SPRINGFIELD – Vibra Hospital of Western Massachusetts plans to lay off all of its 87 employees by Aug. 15, as its population of 29 long-term patients moves to new quarters.
All are expected to be relocated to Baystate Health’s new Valley Springs Behavioral Health Hospital in Holyoke.
Vibra filed a required Worker Adjustment and Retraining Act notice last week with the Massachusetts Executive Office of Labor and Workforce Development .
The 1400 State St. hospital and its Pennsylvania owners first announced plans to close in 2017, but the date kept getting pushed back, as the state lengthened its contract.

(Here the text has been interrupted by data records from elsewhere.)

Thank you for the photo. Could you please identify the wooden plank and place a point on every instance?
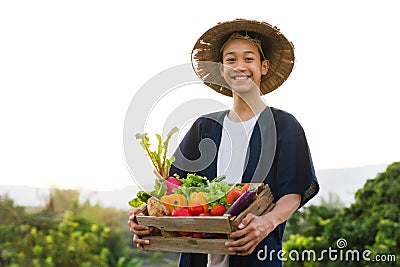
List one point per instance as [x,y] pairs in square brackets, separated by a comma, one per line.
[261,205]
[209,224]
[188,245]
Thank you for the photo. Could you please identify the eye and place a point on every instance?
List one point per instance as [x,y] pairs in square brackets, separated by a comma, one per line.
[231,59]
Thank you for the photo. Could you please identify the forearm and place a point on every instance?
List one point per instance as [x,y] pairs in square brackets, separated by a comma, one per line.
[284,208]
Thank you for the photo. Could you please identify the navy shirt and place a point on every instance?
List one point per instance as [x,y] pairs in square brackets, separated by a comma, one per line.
[278,155]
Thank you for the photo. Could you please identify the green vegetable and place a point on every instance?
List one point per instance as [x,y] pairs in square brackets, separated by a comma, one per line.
[159,157]
[193,180]
[142,196]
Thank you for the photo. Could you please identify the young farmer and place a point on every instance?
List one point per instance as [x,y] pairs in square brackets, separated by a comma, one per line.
[254,143]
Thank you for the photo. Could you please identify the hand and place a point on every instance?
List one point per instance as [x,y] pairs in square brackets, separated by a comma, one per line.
[252,230]
[138,230]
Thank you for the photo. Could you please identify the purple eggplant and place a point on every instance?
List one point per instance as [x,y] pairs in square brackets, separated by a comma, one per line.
[241,203]
[208,235]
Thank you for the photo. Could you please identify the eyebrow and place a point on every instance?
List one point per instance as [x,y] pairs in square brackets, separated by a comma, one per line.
[245,52]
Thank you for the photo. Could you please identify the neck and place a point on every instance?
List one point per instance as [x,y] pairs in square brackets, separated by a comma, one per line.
[246,108]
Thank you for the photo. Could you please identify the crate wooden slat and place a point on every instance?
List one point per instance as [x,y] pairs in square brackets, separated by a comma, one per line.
[188,245]
[262,204]
[209,224]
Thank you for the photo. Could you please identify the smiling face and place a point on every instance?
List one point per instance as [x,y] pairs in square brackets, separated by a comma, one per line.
[242,67]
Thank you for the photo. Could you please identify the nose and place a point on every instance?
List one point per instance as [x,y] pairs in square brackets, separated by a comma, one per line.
[240,66]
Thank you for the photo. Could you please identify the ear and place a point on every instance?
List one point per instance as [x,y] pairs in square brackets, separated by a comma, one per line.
[221,68]
[264,67]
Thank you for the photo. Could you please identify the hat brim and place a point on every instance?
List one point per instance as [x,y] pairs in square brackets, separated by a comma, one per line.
[277,49]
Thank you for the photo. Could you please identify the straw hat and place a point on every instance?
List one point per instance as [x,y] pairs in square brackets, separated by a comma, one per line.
[277,49]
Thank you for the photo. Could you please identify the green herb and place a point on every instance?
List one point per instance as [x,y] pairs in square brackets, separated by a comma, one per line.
[158,157]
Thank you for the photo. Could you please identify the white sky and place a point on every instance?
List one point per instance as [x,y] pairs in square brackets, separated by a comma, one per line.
[69,69]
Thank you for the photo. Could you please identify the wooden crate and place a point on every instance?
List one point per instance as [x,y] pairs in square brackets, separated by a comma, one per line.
[210,224]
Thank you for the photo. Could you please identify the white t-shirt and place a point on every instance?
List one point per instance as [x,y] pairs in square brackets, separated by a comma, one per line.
[230,162]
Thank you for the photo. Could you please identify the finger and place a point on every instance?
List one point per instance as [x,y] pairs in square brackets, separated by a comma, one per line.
[238,234]
[247,252]
[249,217]
[140,242]
[142,231]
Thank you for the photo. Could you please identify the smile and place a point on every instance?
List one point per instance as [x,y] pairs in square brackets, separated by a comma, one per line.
[240,78]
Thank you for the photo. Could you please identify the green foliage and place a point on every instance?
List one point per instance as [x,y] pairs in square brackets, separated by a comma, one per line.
[371,223]
[67,233]
[158,157]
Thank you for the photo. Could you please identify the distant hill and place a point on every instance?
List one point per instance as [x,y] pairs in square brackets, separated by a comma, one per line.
[334,182]
[345,182]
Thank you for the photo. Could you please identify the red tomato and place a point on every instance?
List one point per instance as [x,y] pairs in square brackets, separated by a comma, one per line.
[185,233]
[196,235]
[196,209]
[218,210]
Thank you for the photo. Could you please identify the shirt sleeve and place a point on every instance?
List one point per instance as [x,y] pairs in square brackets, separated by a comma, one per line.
[295,170]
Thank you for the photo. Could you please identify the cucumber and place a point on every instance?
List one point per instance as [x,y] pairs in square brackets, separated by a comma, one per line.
[241,203]
[208,235]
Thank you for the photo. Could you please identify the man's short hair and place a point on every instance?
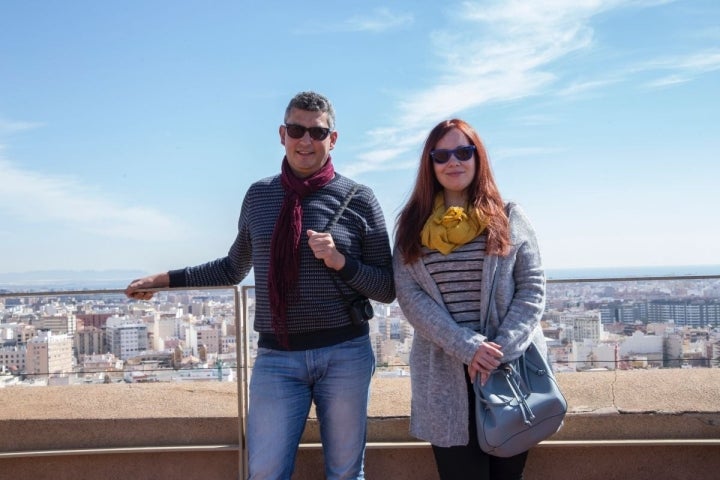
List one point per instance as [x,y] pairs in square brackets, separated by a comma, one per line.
[312,102]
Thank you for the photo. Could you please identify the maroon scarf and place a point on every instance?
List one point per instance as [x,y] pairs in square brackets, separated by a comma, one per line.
[284,259]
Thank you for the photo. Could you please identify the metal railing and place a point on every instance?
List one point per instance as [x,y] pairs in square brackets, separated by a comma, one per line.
[240,299]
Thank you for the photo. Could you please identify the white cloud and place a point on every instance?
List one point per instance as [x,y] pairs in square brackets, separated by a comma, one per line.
[379,20]
[503,50]
[14,126]
[40,198]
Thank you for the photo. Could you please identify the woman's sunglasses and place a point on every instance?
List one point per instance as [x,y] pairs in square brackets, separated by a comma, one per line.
[298,131]
[463,154]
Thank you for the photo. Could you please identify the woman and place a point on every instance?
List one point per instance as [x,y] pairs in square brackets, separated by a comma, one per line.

In 2021, Baystate and partner LifePoint Health announced that the new Holyoke facility – then in its planning stages – would expand by 30 private rooms to accommodate patients that Vibra cared for, then and now, under a contract with the Massachusetts Department of Mental Health.
Vibra officials, both in Springfield and Harrisburg, did not return calls seeking comment on the closing.
The Massachusetts Nurses Association represents 15 of the employees losing their jobs at Vibra, said Joe Markman, a union spokesman. He said Monday that Vibra no longer has a contract with the state and the union is working to keep its members working at the hospital with a new vendor.
The real estate has been on the market for nearly two years. In 2022, the 17-acre site was rezoned – at the city’s request – from Residence C to Business A, allowing for commercial development. It is located across State Street from the MassMutual headquarters and next to Roger L. Putnam Vocational Academy.
Built originally in 1930 as Springfield Isolation Hospital for people stricken by tuberculosis, the building was later known as Springfield Municipal Hospital. The use changed starting in the 1940s, after the advent of modern treatments for tuberculosis.
Vibra occupied a 1950s wing of the hospital, while the original Art Deco, Depression-era part of the building was boarded up.
The city sold the property in 1996 to close a budget gap. The hospital is on Springfield Preservation Trust’s annual list of properties endangered by development.